Tom Hardy plays Eddie Brock, a shoe-leather San Francisco reporter known for wearing a motorcycle jacket and pissing off the powerful. He lives in a Victorian on Union Street with his lawyer fiancee, Anne Weying (confusingly not Chinese, because she’s played by Michelle Williams), who I assume covers most of their rent. He gets assigned a fluff piece on the pharmaceutical billionaire/rocket designer, Carlton Drake (Riz Ahmed), a barely veiled take on Elon Musk. Brock is supposed to fluff Drake’s rockets, but can’t help trying to do an exposé.

Drake not only gets Brock fired, he gets Brock’s fiancee fired, leaving Brock both unemployed and dumped (and yet still in a much nicer apartment than any of mine when I lived in San Francisco). Drake continues doing evil stuff, experimenting on the poor in his drive to colonize other planets. The conscientious objectors in Drake’s company, notably scientist Dora Skirth (Jenny Slate) — who I initially thought was named “Doris Girth,” which I think we can all agree is much better — come to Brock for help. But he’s out. He’s seen what trying to speak truth to power gets you; nothing but trouble.

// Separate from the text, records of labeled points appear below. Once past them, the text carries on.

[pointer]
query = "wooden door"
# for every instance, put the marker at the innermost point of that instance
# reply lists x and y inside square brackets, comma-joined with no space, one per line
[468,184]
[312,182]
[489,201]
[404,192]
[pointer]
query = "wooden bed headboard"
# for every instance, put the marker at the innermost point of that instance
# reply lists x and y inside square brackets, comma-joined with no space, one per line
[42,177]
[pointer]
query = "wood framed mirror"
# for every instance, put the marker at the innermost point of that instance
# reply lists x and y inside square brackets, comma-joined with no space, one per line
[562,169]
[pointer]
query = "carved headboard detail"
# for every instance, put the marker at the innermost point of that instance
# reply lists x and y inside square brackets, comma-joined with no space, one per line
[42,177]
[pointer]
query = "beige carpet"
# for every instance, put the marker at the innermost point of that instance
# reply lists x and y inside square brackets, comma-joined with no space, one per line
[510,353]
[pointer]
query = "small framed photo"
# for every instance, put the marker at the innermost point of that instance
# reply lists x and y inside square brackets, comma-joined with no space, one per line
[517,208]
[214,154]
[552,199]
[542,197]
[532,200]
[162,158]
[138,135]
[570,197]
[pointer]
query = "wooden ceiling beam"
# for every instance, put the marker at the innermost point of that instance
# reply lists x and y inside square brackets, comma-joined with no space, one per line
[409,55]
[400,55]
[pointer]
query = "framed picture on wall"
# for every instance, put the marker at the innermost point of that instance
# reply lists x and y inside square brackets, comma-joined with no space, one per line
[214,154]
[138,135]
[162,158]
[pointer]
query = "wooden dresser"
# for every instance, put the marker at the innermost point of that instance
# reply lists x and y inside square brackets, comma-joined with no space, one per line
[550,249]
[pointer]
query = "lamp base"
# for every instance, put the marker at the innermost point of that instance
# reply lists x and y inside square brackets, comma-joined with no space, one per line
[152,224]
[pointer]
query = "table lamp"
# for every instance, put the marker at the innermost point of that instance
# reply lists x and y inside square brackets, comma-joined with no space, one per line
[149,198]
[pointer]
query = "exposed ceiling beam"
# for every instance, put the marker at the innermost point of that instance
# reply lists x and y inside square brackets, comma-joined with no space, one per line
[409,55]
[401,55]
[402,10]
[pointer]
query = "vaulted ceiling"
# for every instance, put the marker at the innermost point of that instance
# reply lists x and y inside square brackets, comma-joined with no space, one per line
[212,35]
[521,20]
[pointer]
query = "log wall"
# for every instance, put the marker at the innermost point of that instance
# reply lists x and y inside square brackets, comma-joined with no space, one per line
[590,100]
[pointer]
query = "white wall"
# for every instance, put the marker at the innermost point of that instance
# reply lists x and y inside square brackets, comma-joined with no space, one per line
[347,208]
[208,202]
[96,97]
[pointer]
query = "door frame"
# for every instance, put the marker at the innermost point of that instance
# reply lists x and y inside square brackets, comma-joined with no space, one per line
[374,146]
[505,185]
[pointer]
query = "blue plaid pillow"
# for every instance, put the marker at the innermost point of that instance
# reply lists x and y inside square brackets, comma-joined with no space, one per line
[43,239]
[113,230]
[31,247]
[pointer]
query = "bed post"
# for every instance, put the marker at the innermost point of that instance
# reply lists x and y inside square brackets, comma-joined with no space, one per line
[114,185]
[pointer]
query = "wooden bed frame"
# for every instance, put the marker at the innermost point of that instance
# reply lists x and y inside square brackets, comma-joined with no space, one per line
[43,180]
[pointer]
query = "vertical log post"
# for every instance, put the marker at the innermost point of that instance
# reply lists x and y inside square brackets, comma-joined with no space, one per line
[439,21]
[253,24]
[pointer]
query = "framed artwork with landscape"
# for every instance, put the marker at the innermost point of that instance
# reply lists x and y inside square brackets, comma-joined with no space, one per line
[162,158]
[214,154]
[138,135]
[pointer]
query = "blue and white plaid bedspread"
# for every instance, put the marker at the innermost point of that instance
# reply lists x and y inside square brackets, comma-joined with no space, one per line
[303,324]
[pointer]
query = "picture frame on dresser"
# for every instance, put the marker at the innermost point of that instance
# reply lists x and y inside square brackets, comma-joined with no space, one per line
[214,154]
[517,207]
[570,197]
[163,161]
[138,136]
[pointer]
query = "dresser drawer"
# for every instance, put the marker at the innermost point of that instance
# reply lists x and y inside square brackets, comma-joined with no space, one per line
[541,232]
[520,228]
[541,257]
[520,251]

As bad as it eventually gets, Venom does a lot right at first. In Marvel movies, the archetype of the 2018 superhero movie, the heroes’ motives for doing good rarely require much exploration. There’s an evil guy who’s trying to destroy the universe, so of course you have to try to stop him. In Venom, Brock is forced to realize that doing good is hard, that the reward for personal integrity is exclusively internal.

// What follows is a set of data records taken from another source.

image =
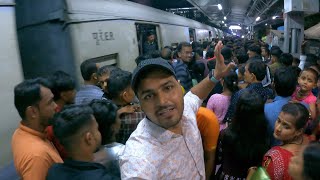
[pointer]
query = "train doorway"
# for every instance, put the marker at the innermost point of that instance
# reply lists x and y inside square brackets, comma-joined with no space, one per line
[148,38]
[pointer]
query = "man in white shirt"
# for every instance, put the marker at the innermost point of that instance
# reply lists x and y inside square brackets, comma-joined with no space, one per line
[167,143]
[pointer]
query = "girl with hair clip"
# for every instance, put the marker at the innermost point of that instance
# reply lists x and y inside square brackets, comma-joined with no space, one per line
[289,129]
[219,103]
[306,164]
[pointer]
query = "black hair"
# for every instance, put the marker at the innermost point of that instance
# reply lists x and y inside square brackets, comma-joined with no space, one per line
[71,121]
[210,53]
[247,136]
[211,64]
[231,81]
[167,53]
[106,69]
[88,67]
[314,72]
[61,82]
[299,111]
[105,113]
[183,44]
[145,73]
[28,93]
[286,59]
[285,81]
[199,51]
[118,82]
[258,68]
[276,52]
[311,161]
[142,58]
[255,48]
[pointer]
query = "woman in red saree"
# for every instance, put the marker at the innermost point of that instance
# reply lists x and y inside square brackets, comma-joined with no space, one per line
[289,129]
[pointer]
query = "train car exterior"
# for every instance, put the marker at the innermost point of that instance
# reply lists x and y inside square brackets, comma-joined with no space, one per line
[11,75]
[107,32]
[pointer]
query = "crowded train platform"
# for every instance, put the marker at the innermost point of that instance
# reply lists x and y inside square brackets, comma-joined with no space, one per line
[119,90]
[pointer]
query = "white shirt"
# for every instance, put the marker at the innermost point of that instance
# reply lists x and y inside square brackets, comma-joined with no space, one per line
[156,153]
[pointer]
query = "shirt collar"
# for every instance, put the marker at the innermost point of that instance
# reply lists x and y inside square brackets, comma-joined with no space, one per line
[158,132]
[81,165]
[255,85]
[281,98]
[32,131]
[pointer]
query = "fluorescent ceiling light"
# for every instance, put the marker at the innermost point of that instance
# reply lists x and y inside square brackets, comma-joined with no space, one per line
[235,27]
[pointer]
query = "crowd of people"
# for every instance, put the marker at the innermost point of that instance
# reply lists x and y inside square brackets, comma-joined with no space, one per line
[210,110]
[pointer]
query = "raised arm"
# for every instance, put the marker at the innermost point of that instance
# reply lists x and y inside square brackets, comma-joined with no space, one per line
[203,89]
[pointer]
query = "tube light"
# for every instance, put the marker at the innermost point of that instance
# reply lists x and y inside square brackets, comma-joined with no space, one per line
[235,27]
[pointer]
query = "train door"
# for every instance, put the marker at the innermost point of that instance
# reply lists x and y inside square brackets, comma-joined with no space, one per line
[148,38]
[192,34]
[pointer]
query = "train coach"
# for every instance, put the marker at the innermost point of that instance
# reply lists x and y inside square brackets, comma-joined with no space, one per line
[60,35]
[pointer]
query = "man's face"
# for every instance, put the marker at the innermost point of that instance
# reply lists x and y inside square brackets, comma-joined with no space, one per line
[46,106]
[161,99]
[103,81]
[185,54]
[151,38]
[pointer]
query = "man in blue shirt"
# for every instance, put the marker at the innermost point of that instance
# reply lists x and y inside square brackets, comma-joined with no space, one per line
[285,82]
[89,90]
[77,130]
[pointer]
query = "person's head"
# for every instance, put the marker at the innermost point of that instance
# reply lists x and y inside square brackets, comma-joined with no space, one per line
[77,130]
[265,52]
[230,82]
[119,87]
[226,53]
[286,59]
[63,87]
[306,164]
[308,79]
[285,81]
[166,53]
[255,71]
[89,71]
[109,123]
[34,102]
[151,37]
[159,92]
[254,50]
[275,55]
[295,62]
[142,58]
[210,53]
[104,74]
[241,71]
[185,52]
[291,122]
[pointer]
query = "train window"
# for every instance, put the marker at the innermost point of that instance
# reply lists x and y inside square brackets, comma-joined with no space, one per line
[148,38]
[192,34]
[110,59]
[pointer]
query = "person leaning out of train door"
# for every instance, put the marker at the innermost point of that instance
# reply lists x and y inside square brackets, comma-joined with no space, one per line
[90,89]
[150,44]
[180,67]
[33,154]
[77,129]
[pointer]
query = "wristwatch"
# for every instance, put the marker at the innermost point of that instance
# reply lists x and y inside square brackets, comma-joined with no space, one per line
[212,78]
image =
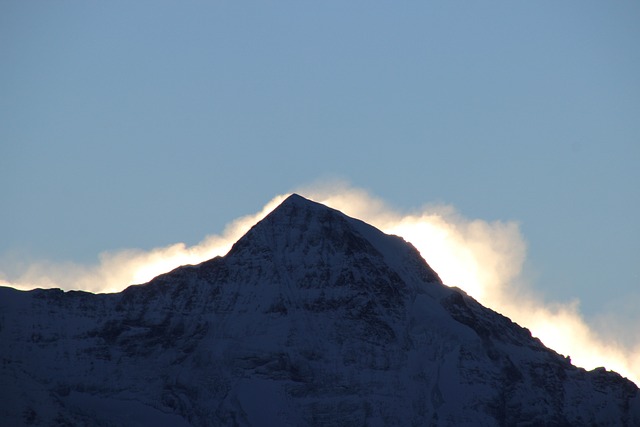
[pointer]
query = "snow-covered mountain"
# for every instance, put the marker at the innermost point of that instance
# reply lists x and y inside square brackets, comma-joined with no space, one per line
[312,318]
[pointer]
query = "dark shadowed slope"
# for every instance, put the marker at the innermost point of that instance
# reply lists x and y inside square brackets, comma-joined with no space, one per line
[313,318]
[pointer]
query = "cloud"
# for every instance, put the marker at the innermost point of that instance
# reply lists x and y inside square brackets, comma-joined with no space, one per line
[483,258]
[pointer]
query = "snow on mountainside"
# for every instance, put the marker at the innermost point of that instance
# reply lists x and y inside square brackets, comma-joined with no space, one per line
[312,318]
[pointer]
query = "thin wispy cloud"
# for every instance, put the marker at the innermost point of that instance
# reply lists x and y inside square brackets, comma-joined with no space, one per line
[483,258]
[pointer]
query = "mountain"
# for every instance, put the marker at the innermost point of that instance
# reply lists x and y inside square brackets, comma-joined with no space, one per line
[312,318]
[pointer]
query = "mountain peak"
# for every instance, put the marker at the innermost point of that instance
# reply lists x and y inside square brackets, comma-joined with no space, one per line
[312,318]
[301,231]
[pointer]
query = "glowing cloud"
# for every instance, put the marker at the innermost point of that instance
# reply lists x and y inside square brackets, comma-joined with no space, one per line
[485,259]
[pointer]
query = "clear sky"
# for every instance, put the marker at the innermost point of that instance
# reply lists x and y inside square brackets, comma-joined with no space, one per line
[141,124]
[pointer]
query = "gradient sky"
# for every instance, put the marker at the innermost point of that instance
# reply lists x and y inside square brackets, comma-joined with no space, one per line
[141,124]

Which makes Venom, who is still a Sony character as well as a Spider-Man character, even though Spider-Man is no longer a Sony character since he joined the Marvel MCU (phew!), a welcome throwback to the old Sony superhero movies. I missed those — Spider-Man 2 was and still is my favorite — because they were about people, with problems. Whereas Marvel movies tend to be about the fate of the planet, or the universe. In Sam Raimi’s superhero movies, morality was an open question, whereas for Marvel it’s usually taken as a given.

Through a series of events, buppa da buppa da buh, Brock gets infected — possessed, really — by an alien life-form that one of Drake’s private astronauts scraped off a comet. This alien amoeba thingy (the symbiote!), which can manifest stringy appendages with no apparent rules, gives Brock superpowers, makes him impervious to bullets, and even talks to him. “You’re kind of a loser, aren’t you,” the alien growls, sounding like James Earl Jones meets the Carl’s Jr. burger guy.